Since 1976, the presidential public financing system included matching funds for small contributions in primaries and equal grants for the two general election nominees. Beginning with George W. Bush rejecting public matching funds in the 2000 primary campaign (and the spending limits that went with them), that system was diminished incrementally until 2008 when Obama's rejection of general election funding spelled its final demise.
The system was far from perfect, but it offered an equal base from which the two presidential candidates could conduct the eight or nine week sprint to the finish. And it would reduce the fundraising frenzy that now surrounds this presidential race.
Witness how Paul Ryan began his tenure as Romney's running mate with a stop at the Venetian Hotel to meet Sheldon Adelson, the billionaire casino magnate who has previously said he will spend up to $100 million to ensure President Obama's defeat. Team Obama, meanwhile, is holding exclusive, coast-to-coast fundraisers in homes of the super-rich, giving face time (with the president, vice president, first lady and various other celebrities) to those who can bring $70,000 or so to the table.
Similarly, a series of judicial and regulatory decisions in recent years has yielded a system in which unlimited funds from virtually any source can be brought directly into the campaign at any time, often with no indication of who is paying the bill. The maze of obscure organizations designed to coordinate these outside efforts and obfuscate their financial sources is just one more example of the cynical efforts of the political class to bend the rules and manipulate the process in hopes of gaining some small advantage on Election Day. It's an attitude that is not lost on an already frustrated electorate that finds little in the political process worthy of respect.
The result is an atmosphere where candidates and parties must raise upwards of $20 million or more each week or risk falling behind. The airwaves are saturated in an unprecedented effort to influence voters in the dozen states up for grabs this year. In the largest of these states (Ohio, Florida, Virginia) the campaigns, super PACs and other shadowy groups have spent an average of nearly $30 million each month since May, levels not seen until late fall in the closest of previous presidential races.
We've reached the point in the campaign where groups running issues ads that identify a candidate would normally have to disclose their donors. But in a cynical move, groups like the U.S. Chamber of Commerce and Crossroads GPS readily admit to employing evasive tactics which, ironically, require that they take a more aggressive position for or against the candidate, in exchange for which they may completely dodge disclosure of their donors.
Meanwhile, we move toward fall pretending that our campaign finance system remains sound and will protect us when, in some key respects, the rules and disclosure that the Citizens United decision, and the entire system, depends on no longer exist.
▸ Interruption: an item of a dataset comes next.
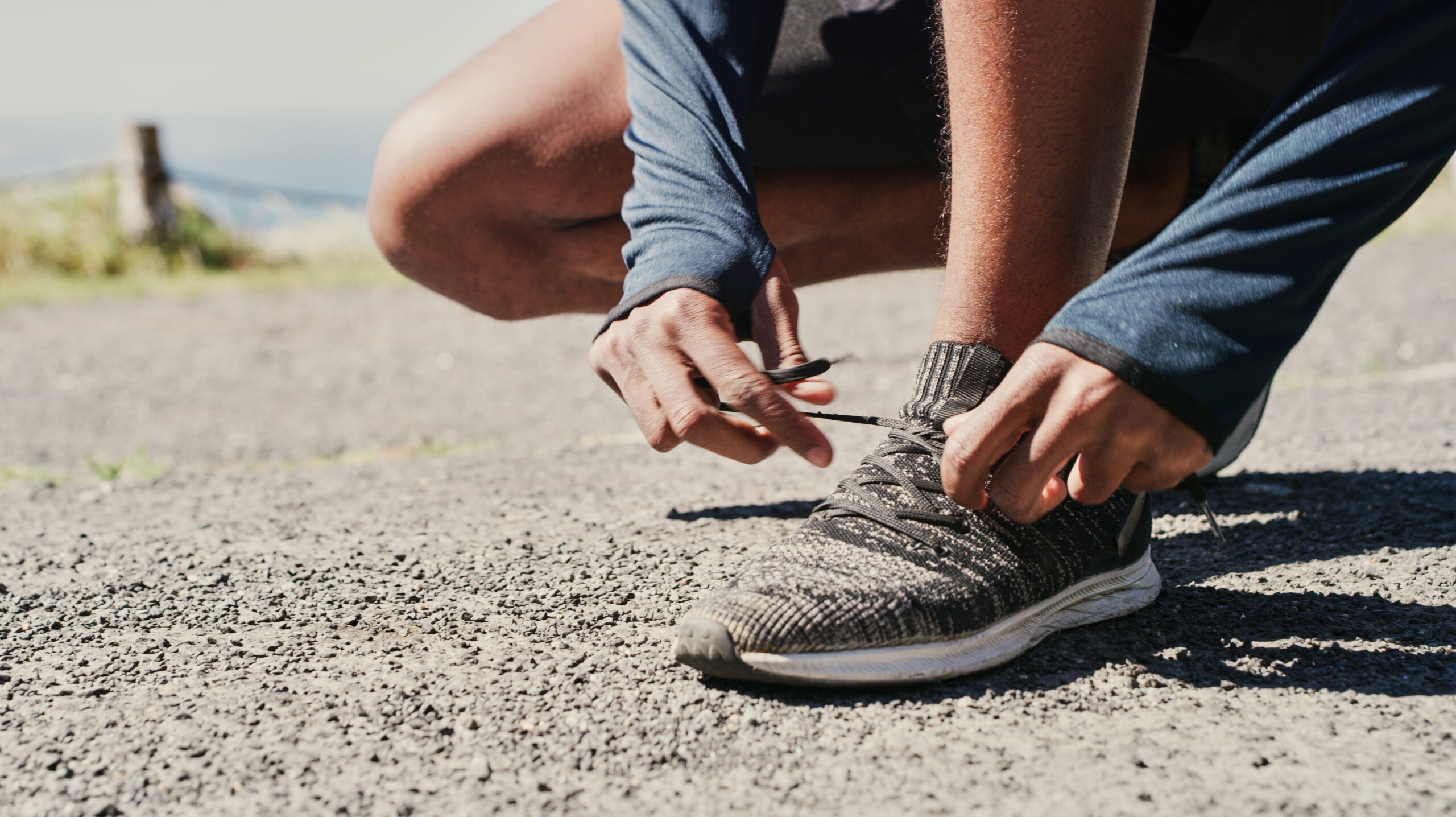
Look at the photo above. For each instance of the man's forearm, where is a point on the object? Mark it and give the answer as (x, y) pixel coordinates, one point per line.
(692, 209)
(1202, 316)
(1043, 98)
Partisan advantage appears to have replaced institutional dysfunction as the driving forces behind the eroding disclosure of those "paying the piper" in this election. The question is whether and when enough people will engage their representatives and collectively demand more authentic dialogue and intellectually honest leadership from lawmakers in Washington. If there is to be any hope of change, this is step No. 1. Otherwise, we shouldn't be surprised when, come 2013, we start hearing a new tune, but can't see who's calling it.
Meanwhile, Romney, Obama, their parties and the outside groups that support them are all locked in an exhaustive race for funds. While Romney has done well compared to Obama in the last few months, the Obama campaign has raised far more overall this cycle. Both camps will have enough money to get their message out, but only one will win the election. In the end, money may not be the only reason, but if history is any indication, whichever candidate raises more of it will likely be our next president.